But having those "hot" leads test my SaaS and finally go live is taking ages.
Considering my pricing and according to some statistics I found online, my
clients should make a decision within 2-3 weeks, whereas the times are now in
the range of 3-4 months and getting longer.

As PG suggests in one of his essays, I'm "digging a hole that's narrow and
deep". I'm targeting a few thousands companies worldwide. The business area
they're in is fast-growing and fast-changing and I suspect that they might be
wary of adopting innovative solutions because they don't have clear ideas
about where their own business is heading. Some don't even seem to have clear
ideas about the prices of their own services and products (I tested this
hypothesis by offering a simple, free tool to help them model their costs, and
the feedback has been clear and positive).

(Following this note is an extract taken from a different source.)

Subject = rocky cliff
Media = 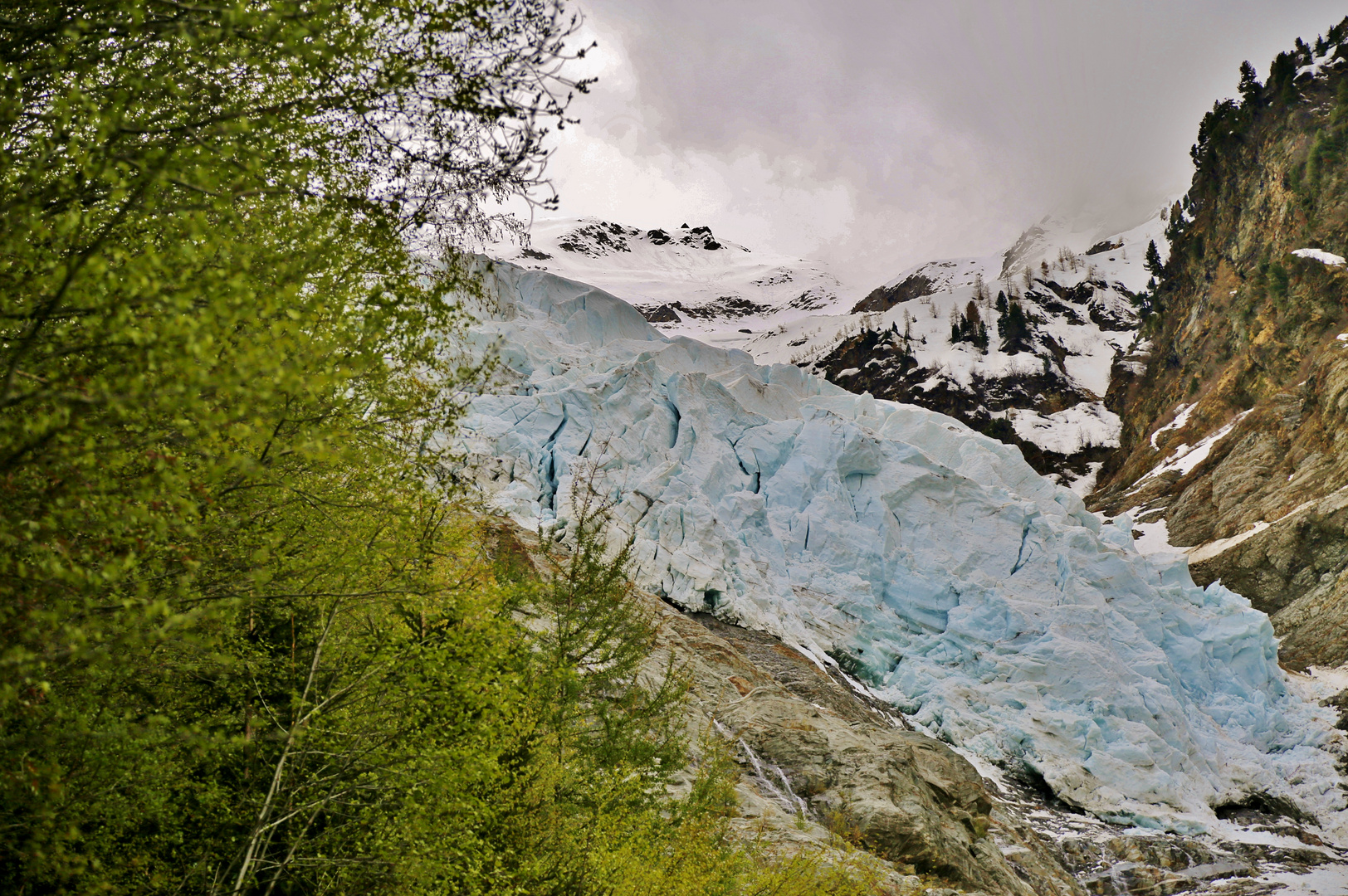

I wouldn't say there's a risk of regret: I'll certainly regret it. Presently,
apart from my mental exhaustion, I'm in pretty good shape, both physically and
financially, but I need to set limits and draw lines. One of my main worries
is that I cannot figure out what's not working, why I cannot get more clients
on board and why it's taking so much time for them to go live. I developed the
app at blazing speed and now the sales are going so slowly that it looks like
nothing is moving and I find that unbearable. Maybe I'm just missing some
entrepreneurial skills? I wish I knew which ones. Right now, I would just like
to get rid of the whole thing, as irrational as it may seem.